4/24, 7:01pm – Micah Fivecoate: Hah, yeah

4/24, 7:01pm – Logan Frederick: And that’s part of why you get bubbles
Businesses thinking they can achieve a level of profitability and margins that similar-ish companies have
But really the business is not the same
And they don’t achieve it
And I guess my larger point would be
There is nothing wrong with *not* having the best margins
You just have to accept your okay margins and profits and accept that your valuation will be okay
But in a bubbly environment, every company thinks they will have the best margins, profits, and a valuation that their real margins and profits do not justify

4/24, 7:04pm – Micah Fivecoate:
Makes sense
So, is that purely because there’s too much money that wants in on this market

4/24, 7:06pm – Logan Frederick:
Yeah, so companies raising money can get away with it
If there wasn’t as much money available, investors would be more picky

4/24, 7:07pm – Micah Fivecoate: Doesn’t seem like the risk tolerance would shift with the amount of $ available
maybe it does though

4/24, 7:08pm – Logan Frederick: I could be wrong, but I think it does, although long-term it has been trending toward high valuations and more entrepreneur control, specifically in the computer software and hardware industries. Over decades that may continue.
But I say the risk tolerance does shift
Because VCs, the main drivers of these valuations, have investors themselves
And in weaker economic climates
There is a real possibility of VC investors, the big funds, saying they won’t do as much VC investing
And if VCs are worried about bad returns
They will get more choosey when it comes to investing

4/24, 7:09pm – Micah Fivecoate: Oh, interesting

4/24, 7:09pm – Logan Frederick: I can think of some counterarguments on both the high and low end though
On the high end, you could argue that VCs will still pay whatever it takes to get into the clear winners, the “next Google”
And on the low end, the dollar amounts are so low it doesn’t hurt them to continue this
And that leads into what people have been saying about Series A and B crunches
Companies in the middle of these two places who haven’t proved their worth to VCs that they can earn big returns but need more money than seed rounds can provide
I dunno how valid the Series A or B crunch is based on a few articles I’ve read, but that logic I just laid out would explain why it exists
VCs are just increasingly worried about investments in those stages

4/24, 7:11pm – Micah Fivecoate: Yeah

4/24, 7:11pm – Logan Frederick: Series D is safe
Seed is safe
By VC math

4/24, 7:11pm – Micah Fivecoate: right

4/24, 7:12pm – Logan Frederick: Any other thoughts/questions for me?
That I can come up with half-assed, on the spot answers for


Notes:

  1. Regarding my comment about wanting to maximize revenue per employee from Paul Graham, I tried finding the exact PG comment I had in mind.
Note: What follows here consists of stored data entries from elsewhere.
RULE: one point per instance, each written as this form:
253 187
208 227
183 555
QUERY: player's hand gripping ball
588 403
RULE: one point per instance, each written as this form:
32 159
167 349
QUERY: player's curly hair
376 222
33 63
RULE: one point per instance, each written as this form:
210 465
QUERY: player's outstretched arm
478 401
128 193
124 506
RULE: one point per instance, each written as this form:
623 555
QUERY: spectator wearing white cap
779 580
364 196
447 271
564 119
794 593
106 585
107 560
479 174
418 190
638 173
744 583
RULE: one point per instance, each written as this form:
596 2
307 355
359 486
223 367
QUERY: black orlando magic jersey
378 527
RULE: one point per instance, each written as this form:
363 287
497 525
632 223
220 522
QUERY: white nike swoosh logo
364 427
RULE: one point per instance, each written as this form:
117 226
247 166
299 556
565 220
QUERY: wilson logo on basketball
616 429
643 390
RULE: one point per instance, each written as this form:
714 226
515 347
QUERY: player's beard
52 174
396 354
My memory of it may have been off. His essay “How to Start a Startup” has the closest passage to what I was thinking that I could find quickly:

    “If hiring unnecessary people is expensive and slows you down, why do nearly all companies do it? I think the main reason is that people like the idea of having a lot of people working for them. This weakness often extends right up to the CEO. If you ever end up running a company, you’ll find the most common question people ask is how many employees you have. This is their way of weighing you. It’s not just random people who ask this; even reporters do. And they’re going to be a lot more impressed if the answer is a thousand than if it’s ten.

    This is ridiculous, really. If two companies have the same revenues, it’s the one with fewer employees that’s more impressive.”

  2. My comments at the end about Seed funding and late stage funding being safe for venture capitalists is based on discussion in the past six months on what the media called the “Series A” and “B” crunches. There was debate on whether there was a trend in venture capital of increasing investments in really young or really old companies, but a lack of investment for companies in the middle. Google “Series A Crunch” or “Series B Crunch” for more details.